🤖 AI Summary
Existing natural language understanding (NLU) models for multi-turn dialogue suffer from weak contextual modeling capabilities and struggle to jointly parse intent, slots, and domain semantics. Method: This paper proposes a hierarchical knowledge distillation framework featuring a novel multi-teacher collaborative distillation mechanism: three specialized teacher models—intent recognizer, slot tagger, and domain classifier—are constructed hierarchically, and a unified multi-teacher loss function guides a lightweight student model. Additionally, the framework integrates hierarchical semantic modeling with Transformer-based multi-turn dialogue encoding to jointly optimize sentence-level, token-level, and dialogue-level representations. Contribution/Results: Evaluated on mainstream multi-turn NLU benchmarks, the method achieves state-of-the-art performance across all three tasks—intent detection, slot filling, and domain classification—significantly outperforming both single-turn and existing dialogue-aware NLU models.
📝 Abstract
Although Large Language Models(LLMs) can generate coherent and contextually relevant text, they often struggle to recognise the intent behind the human user's query.
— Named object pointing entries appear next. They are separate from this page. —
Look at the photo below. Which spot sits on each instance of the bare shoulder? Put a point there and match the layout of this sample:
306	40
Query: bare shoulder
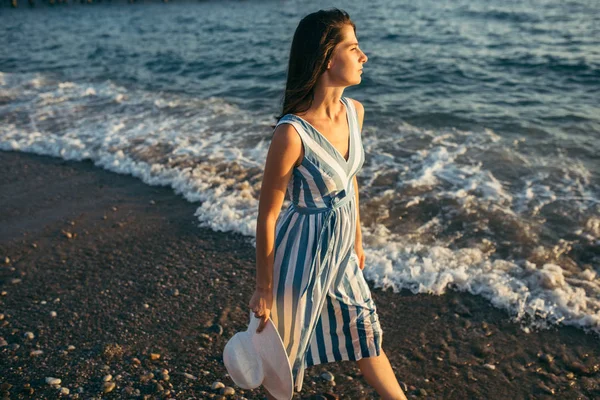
287	142
360	110
285	134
Natural Language Understanding (NLU) models, however, interpret the purpose and key information of user's input to enable responsive interactions. Existing NLU models generally map individual utterances to a dual-level semantic frame, involving sentence-level intent and word-level slot labels. However, real-life conversations primarily consist of multi-turn conversations, involving the interpretation of complex and extended dialogues. Researchers encounter challenges addressing all facets of multi-turn dialogue conversations using a unified single NLU model. This paper introduces a novel approach, MIDAS, leveraging a multi-level intent, domain, and slot knowledge distillation for multi-turn NLU. To achieve this, we construct distinct teachers for varying levels of conversation knowledge, namely, sentence-level intent detection, word-level slot filling, and conversation-level domain classification. These teachers are then fine-tuned to acquire specific knowledge of their designated levels. A multi-teacher loss is proposed to facilitate the combination of these multi-level teachers, guiding a student model in multi-turn dialogue tasks. The experimental results demonstrate the efficacy of our model in improving the overall multi-turn conversation understanding, showcasing the potential for advancements in NLU models through the incorporation of multi-level dialogue knowledge distillation techniques.